Optimizing Program Effects: New Methodological Developments in Testing How a Program Achieves its Intended Impact
Intervention programs are designed to change mediating (intermediate) variables theorized to be causally related to the outcome variable. In this chapter published in Oxford Handbook of Quantitative Methods, we aimed to supplement the existing resources on mediation analysis with a description of recent advances.
Theories in many substantive disciplines specify the mediating mechanisms by which an antecedent variable is related to an outcome variable. In both intervention and observational research, mediation analyses are central to testing these theories because they describe how or why an effect occurs. Over the last 30 years, methods to investigate mediating processes have become more refined.

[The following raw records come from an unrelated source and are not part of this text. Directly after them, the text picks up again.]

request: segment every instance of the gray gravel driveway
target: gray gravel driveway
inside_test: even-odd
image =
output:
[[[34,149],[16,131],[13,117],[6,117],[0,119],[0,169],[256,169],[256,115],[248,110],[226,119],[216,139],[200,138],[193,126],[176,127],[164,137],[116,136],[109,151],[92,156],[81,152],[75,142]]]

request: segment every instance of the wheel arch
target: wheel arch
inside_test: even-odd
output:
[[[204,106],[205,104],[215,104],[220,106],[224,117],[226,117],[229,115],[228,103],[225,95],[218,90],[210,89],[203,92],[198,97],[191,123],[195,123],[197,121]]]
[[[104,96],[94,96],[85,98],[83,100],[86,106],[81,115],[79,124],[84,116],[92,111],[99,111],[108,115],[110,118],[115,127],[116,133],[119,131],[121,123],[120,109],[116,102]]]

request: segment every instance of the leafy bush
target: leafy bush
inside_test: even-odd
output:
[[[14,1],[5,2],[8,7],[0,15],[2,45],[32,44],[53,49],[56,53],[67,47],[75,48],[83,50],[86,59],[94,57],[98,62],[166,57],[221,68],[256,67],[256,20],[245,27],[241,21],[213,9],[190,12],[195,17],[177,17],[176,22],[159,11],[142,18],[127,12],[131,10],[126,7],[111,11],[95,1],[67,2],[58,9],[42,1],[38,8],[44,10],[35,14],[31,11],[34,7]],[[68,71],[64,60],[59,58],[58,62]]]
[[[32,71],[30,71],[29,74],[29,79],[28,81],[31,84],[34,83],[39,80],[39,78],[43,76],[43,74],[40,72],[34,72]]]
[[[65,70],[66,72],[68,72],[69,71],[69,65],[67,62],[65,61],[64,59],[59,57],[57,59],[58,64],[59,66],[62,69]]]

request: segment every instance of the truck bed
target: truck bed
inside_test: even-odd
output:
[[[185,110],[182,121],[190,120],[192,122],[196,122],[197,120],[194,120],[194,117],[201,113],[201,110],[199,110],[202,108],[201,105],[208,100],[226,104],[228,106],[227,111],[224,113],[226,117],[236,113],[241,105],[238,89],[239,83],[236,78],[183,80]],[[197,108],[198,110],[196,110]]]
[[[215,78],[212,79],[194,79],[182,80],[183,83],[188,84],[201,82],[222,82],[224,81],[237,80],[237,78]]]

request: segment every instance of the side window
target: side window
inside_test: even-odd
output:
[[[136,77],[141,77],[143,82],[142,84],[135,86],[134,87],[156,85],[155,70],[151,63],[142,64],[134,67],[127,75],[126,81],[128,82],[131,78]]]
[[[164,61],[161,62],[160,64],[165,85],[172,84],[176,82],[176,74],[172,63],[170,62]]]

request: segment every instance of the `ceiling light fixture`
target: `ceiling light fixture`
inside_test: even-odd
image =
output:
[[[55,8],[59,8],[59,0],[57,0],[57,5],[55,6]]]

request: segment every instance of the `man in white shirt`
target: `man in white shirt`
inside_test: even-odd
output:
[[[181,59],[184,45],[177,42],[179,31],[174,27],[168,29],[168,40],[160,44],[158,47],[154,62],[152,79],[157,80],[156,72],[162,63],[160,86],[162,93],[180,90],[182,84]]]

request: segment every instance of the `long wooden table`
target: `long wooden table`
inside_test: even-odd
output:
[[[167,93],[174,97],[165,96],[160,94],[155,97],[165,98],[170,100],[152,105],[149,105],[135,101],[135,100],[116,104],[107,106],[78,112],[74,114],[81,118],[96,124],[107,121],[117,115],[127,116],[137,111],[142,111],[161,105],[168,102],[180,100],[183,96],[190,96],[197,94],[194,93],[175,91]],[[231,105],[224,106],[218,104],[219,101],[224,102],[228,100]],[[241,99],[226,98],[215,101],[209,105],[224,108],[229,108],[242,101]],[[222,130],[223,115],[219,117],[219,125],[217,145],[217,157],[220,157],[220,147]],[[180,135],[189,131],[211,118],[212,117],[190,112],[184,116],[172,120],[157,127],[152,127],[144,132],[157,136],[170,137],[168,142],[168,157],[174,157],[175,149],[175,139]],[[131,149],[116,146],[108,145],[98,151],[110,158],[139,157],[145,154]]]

The purpose of this chapter is to outline these new developments in four major areas:
(1) significance testing and confidence interval estimation of the mediated effect,
(2) mediation analysis in groups,
(3) assumptions of and approaches to causal inference for assessing mediation, and
(4) longitudinal mediation models.
The best methods to test mediation relations are described, along with methods to assess mediation relations when they may differ across groups. Methods for addressing causal inference and models for assessing temporal precedence in mediation models are used to illustrate some remaining unresolved issues in mediation analysis, and several promising approaches to solving these problems are presented.
MacKinnon, D.P., Kisbu-Sakarya, Y., & Gottschall, A. (2013). Developments in mediation analysis. In T.D. Little (Ed.), Oxford Handbook of Quantitative Methods. New York: Oxford University Press.